Most brands choose a Shopify agency the same way they choose a restaurant: they look at the pictures, read a couple of reviews, and go with whichever one feels right. The problem is that a Shopify build is not a dinner reservation. It is a five-figure investment that will shape your revenue for the next two to five years.

After twenty years building and scaling ecommerce brands, I have seen what happens when agency selection is driven by gut feeling rather than evidence. The agency with the best pitch deck wins. The agency with the slickest sales process wins. And six months later, the brand is stuck with a slow store, a bloated app stack, and a contract they cannot exit.

This guide gives you a structured, repeatable framework for evaluating Shopify agencies. Use it as a scorecard. Score each agency across six categories, weight the results, and make your decision based on data rather than charm.

Why you need a scorecard (and why gut feeling fails)

The agency selection process is inherently asymmetric. Agencies pitch for a living. They have polished presentations, carefully curated case studies, and sales teams trained to handle objections. You, on the other hand, might evaluate agencies once every three to five years. You are an amateur buyer in a market full of professional sellers.
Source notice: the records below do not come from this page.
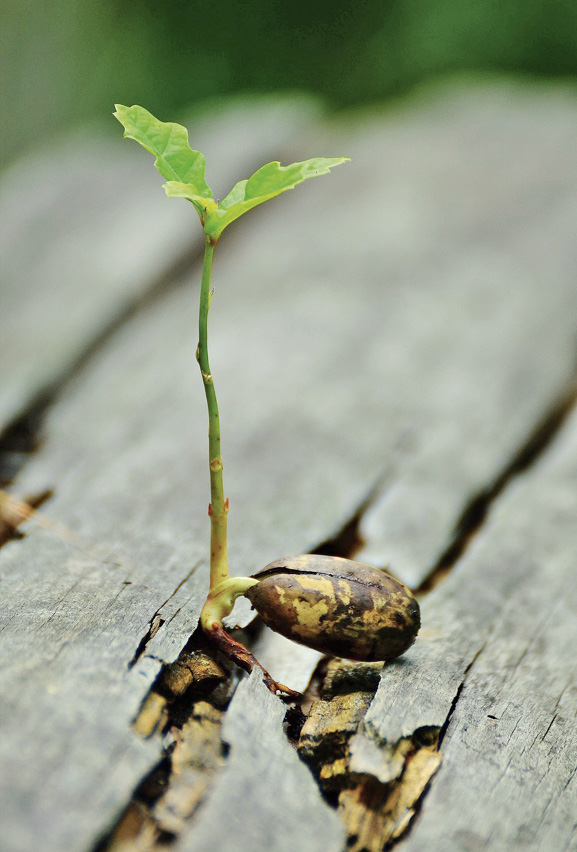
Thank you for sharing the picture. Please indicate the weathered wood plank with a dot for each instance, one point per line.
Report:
(411, 366)
(266, 791)
(87, 232)
(496, 664)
This asymmetry creates predictable failure patterns. Brands over-index on presentation quality and under-index on technical competence. They focus on what an agency says rather than what it has demonstrably done. They confuse confidence with capability.
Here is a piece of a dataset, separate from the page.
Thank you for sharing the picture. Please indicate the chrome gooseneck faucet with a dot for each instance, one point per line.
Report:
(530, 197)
The best agencies I have worked with — as a client, as a partner, and now as a founder — were rarely the ones with the best pitch. They were the ones who asked the best questions and gave the most honest answers about what they could and could not do.

A scorecard forces objectivity. It ensures you evaluate every agency against the same criteria, with the same weighting, so the decision is based on comparable evidence rather than incomparable impressions.

For brands doing £250k to £5M in annual revenue, the stakes are particularly high. You are typically investing £10,000 to £40,000 in a build, plus ongoing retainer costs. A bad choice does not just waste that budget — it costs you months of lost revenue growth while you fix what went wrong and potentially start again.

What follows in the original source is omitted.